Die 16. Atomgesetz-Novelle von 2018 sah einen Ausgleich der nicht nutzbaren Reststrommengen vorrangig durch die Möglichkeit konzernübergreifender Weitergabe an Wettbewerber vor. Nur im Falle des Scheiterns ernsthafter Bemühungen zur Vermarktung der Reststrommengen zu angemessenen Bedingungen (sogenannte Bemühensobliegenheit) sollte ein Anspruch auf staatliche Ausgleichsleistungen bestehen. Der staatliche Ausgleich sollte erst im Jahr 2023 beantragt werden können und vom Bundesministerium für Umwelt, Naturschutz und nukleare Sicherheit (BMU) festgesetzt werden. Das Gesetz sollte an dem Tag in Kraft treten, an dem die Europäische Kommission die beihilferechtliche Genehmigung für die Ausgleichsregelung (Art. 108 Abs. 3 des Vertrags über die Arbeitsweise der Europäischen Union) erteile oder verbindlich mitteile, dass eine solche Genehmigung nicht erforderlich sei. Nachdem die Europäische Kommission am 4. Juli 2018 mit- geteilt hatte, dass ihrer Ansicht nach keine beihilferechtliche Genehmigung erforderlich sei, wurde dieser Tag als Datum des Inkrafttretens im Bundesgesetzblatt bekanntgegeben.

Mit dem aktuellen Beschluss hat das Bundesverfassungsgericht festgestellt, dass das Inkrafttreten der 16. Atomgesetz-Novelle tatsächlich nicht erfolgt sei. Es sei zwar grundsätzlich zulässig, das Inkrafttreten eines Gesetzes an die Bedingung zu knüpfen, dass die Europäische Kommission bestimmte beihilferechtliche Maßnahmen treffe. Die Bedingung für das Inkrafttreten der 16. Atomgesetz-Novelle sei indes nicht eingetreten. Eine verbindliche Mitteilung der Kommission darüber, dass eine beihilferechtliche Genehmigung nicht erforderlich sei, sei im Unionsrecht unbekannt. Die erfolgte Mitteilung sei nach ausdrücklicher Äußerung der Kommission rechtlich unverbindlich. Diese Ansicht habe das Gericht der Europäischen Union in einem Verfahren, das ein Kraftwerkbetreiber aufgrund der Mitteilung gegen die Europäische Kommission geführt habe, bestätigt. Eine Deutung der unionsrechtlich unverbindlichen Mitteilung als verbindliche Mitteilung im Sinne der 16. Atomgesetz-Novelle sei aufgrund der aus dem Rechtsstaatsprinzip folgenden Anforderungen an die Bestimmtheit einer gesetzlichen Regelung nicht möglich.

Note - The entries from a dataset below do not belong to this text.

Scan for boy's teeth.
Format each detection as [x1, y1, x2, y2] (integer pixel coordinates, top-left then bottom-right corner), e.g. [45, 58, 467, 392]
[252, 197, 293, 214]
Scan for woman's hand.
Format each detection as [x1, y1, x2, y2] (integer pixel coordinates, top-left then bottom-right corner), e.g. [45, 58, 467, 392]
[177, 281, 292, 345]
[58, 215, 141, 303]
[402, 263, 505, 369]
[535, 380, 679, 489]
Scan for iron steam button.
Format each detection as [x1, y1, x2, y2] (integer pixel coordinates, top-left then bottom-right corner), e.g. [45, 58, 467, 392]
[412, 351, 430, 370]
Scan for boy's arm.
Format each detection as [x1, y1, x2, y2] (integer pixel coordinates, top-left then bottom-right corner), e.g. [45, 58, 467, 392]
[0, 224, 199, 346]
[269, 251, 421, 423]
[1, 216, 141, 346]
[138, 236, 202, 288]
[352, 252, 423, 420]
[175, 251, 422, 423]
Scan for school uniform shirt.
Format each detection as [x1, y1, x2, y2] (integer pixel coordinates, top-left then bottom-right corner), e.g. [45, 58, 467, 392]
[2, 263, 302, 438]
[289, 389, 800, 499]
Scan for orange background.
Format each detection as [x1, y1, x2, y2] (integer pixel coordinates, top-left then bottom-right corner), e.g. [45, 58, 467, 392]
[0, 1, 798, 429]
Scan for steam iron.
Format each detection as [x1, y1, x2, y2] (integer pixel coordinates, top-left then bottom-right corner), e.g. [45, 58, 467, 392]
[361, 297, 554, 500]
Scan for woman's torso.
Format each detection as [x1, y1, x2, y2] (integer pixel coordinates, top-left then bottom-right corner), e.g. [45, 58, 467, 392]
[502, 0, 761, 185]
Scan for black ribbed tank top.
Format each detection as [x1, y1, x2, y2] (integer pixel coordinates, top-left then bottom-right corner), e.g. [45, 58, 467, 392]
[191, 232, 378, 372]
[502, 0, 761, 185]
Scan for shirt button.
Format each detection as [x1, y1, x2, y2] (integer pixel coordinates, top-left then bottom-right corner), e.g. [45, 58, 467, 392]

Zwar sei nicht auszuschließen, dass auch informelle Einschätzungen gewisse Vertrauenstatbestände schafften, dies mache sie jedoch nicht zu verbindlichen Handlungen.

Auch materiell sei die 16. Atomgesetz-Novelle unzureichend. Die Bedingung, den staatlichen finanziellen Ausgleich von einer Bemühensobliegenheit abhängig zu machen, sei im Grundsatz nicht zu beanstanden, in der konkreten Ausgestaltung aber unzumutbar. Mangels hinreichender Klarheit der Regelung könnten die Kraftwerkbetreiber nicht wissen, wie weit ihre Bemühungen zur Weitergabe ihrer Reststrommengen reichen müssten. Es existiere kein Verfahren, mit dem die Betreiber rechtzeitig Gewissheit darüber erlangen könnten. Den Betreibern werde dadurch aufgebürdet, entweder potentiell unangemessene Konditionen zu akzeptieren oder zu riskieren, wegen unzu- reichender Bemühungen kompensationslos auszugehen. Unzumutbar sei auch eine Regelung, aufgrund derer es bei einem bestimmten Kraftwerkbetreiber zu einer doppelten Kürzung des Ausgleichsanspruchs kommen könne. Wegen dieser verfassungswidrigen Regelungen genüge es nicht, das Gesetz unverändert in Kraft treten zu lassen.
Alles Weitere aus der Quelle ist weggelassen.